Peut-être mon ressenti est-il lié à l’accumulation de l’expérience, qui rend plus aiguë la perception des changements. On compare, on se rappelle, on constate. Je peux voir cette violence depuis plusieurs points d’observation : mon travail de professeure, dans toutes ses dimensions, dans et hors de la classe ; ma fonction d’élue représentante de mes collègues au Conseil d’administration de mon établissement ; mon engagement de militante syndicale enfin.

Depuis l’arrivée au pouvoir d’Emmanuel Macron, et celle de J.-M. Blanquer au Ministère de l’Éducation nationale, la profession est plus que jamais attaquée par une politique qui a pour objectif de déposséder de leur métier les personnels enseignants (entre autres, car il faudrait parler aussi, par exemple, des CPE ou des PsyEN, appelés autrefois « conseiller·e·s d’orientation »). C’est une politique d’une très grande violence, comme je n’en ai jamais connue jusqu’à présent, même à l’époque de Nicolas Sarkozy, même avec la précédente réforme du lycée.

La violence gestionnaire
Elle saute aux yeux en ces mois de janvier et février avec les discussions dans les collèges et les lycées autour des DHG (dotations horaires globales). Tous les jours on peut lire sur les réseaux sociaux des témoignages accablés et accablants : classes fermées, effectifs par classe en hausse, explosion des heures supplémentaires, postes supprimés... Les listes de diffusion syndicales égrènent la même sinistre litanie.

La logique d’économies budgétaires n’est pas nouvelle. Elle avait déjà accompagné il y a dix ans la réforme Châtel des voies générale et technologique, et celle du baccalauréat professionnel en trois ans. La perversité de ces précédentes réformes, comme de celle du collège en 2016, comme du nouveau lycée Blanquer, est d’avoir employé deux outils redoutables pour que les personnels soient conviés à participer à leur propre maltraitance : l’autonomie et la « marge ». Quand les établissements reçoivent l’enveloppe d’heures qui doit leur permettre d’assurer tous les cours à la rentrée suivante, ils disposent d’une « marge » qu’ils répartissent comme ils veulent, pourvu que les horaires légaux dus aux élèves soient respectés. C’est la logique de l’autonomie de l’établissement – bien plus souvent, du chef d’établissement, manager agile qui doit faire avaler la pilule des choix ministériels et rectoraux. Cette marge est censée permettre des groupes allégés, des projets pédagogiques, et même, dans le cas de la réforme Blanquer, des enseignements optionnels facultatifs.

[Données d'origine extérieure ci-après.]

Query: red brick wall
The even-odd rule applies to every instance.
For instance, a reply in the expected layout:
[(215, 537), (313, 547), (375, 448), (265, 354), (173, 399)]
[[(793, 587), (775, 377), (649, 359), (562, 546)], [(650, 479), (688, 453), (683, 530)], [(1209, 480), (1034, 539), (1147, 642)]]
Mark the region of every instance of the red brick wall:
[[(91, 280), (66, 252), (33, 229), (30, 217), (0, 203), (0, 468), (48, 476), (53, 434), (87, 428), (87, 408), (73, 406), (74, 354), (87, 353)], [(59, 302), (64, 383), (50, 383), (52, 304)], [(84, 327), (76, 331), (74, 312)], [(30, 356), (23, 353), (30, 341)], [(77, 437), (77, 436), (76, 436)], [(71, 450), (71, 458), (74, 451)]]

En ce moment, dans les salles des professeurs, on ne parle que de cela : « et vous, dans votre matière, vous gardez vos dédoublements ? » « le poste de X est menacé ! » « On ne va pas pouvoir garder l’option théâtre »... Les personnels de direction procèdent assez souvent aux arbitrages après avoir consulté les équipes pédagogiques. Mais c’est une comédie dont personne n’est dupe. On peut devoir fournir un argumentaire, voire un projet écrit, afin de justifier l’attribution de quelques heures pour continuer à « bénéficier » de demi-groupes (insigne privilège !) Le projet de faire son travail correctement ne suffit pas, bien entendu. Qui n’a pas besoin de conditions de travail décentes ? Qui souhaite n’enseigner qu’à des classes de 35 élèves ? Comment ne pas se retrouver en concurrence avec ses collègues, dans un contexte de gestion de la pénurie ? Qui va oser réclamer "ses" heures, quand le poste d’un·e collègue est mis en danger ? C’est bien l’institution, le Ministère, qui est responsable de cette forme de violence. Il veut, en outre, faire « absorber » un volume très important d’heures supplémentaires, afin de parvenir à supprimer des postes.

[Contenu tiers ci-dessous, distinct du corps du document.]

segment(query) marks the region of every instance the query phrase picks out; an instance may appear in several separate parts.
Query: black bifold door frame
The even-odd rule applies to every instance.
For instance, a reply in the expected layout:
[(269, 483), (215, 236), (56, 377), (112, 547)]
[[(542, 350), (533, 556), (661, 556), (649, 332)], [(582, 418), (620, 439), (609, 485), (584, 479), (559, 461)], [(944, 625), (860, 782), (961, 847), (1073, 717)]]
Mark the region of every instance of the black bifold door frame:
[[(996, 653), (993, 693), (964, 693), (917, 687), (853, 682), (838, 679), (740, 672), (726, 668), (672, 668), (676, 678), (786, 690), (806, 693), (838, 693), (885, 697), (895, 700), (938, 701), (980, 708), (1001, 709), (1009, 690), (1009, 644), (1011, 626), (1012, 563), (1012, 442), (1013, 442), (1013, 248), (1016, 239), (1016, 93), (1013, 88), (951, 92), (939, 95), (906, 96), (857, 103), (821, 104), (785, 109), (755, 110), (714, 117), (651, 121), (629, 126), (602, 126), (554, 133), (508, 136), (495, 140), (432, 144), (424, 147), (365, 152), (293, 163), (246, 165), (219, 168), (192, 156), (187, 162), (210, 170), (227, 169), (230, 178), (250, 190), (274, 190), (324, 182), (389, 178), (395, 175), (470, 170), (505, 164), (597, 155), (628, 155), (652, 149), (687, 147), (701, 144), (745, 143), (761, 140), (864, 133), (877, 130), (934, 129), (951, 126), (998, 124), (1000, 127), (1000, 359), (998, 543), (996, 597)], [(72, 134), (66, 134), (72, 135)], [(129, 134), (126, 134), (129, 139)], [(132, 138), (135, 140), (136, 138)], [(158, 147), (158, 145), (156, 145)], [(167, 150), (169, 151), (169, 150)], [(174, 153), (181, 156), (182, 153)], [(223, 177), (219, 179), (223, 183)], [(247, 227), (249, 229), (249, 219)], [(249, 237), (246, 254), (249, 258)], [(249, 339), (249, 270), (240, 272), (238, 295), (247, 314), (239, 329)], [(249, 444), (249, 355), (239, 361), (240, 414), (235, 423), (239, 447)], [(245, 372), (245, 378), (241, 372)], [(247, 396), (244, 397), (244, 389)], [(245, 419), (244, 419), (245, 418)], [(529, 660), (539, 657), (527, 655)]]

La violence de l’incertitude professionnelle

Ce qui frappe également, c’est la violence d’une politique éducative qui entretient l’incertitude quant à ses modalités pratiques, en même temps qu’elle affiche très clairement ses objectifs idéologiques. Ainsi, la réforme Blanquer du lycée général et technologique crée de nouveaux enseignements sans décider qui devra les assurer. Personne ne sait à qui revient « Sciences numériques et technologie » (une heure et demie par semaine pour tous les élèves de seconde générale et technologique à la rentrée 2019), et les propositions les plus loufoques circulent. « L’enseignement scientifique » de deux heures par semaine en première générale n’est pas clairement départagé entre professeur·e·s de mathématiques, de SVT, et de physique-chimie... Le même problème se pose avec certaines des nouvelles « spécialités » (qui remplacent les séries actuelles du baccalauréat général). On a vu des chefs d’établissements, placés devant la nécessité d’anticiper leur répartition d’heures pour la rentrée 2019, demander aux personnels ce qu’ils se sentaient prêts à prendre en charge... avant même que les programmes ne soient parus (ils viennent seulement d’être publiés). Même la parution des programmes, d’ailleurs, ne clarifie pas toujours la situation.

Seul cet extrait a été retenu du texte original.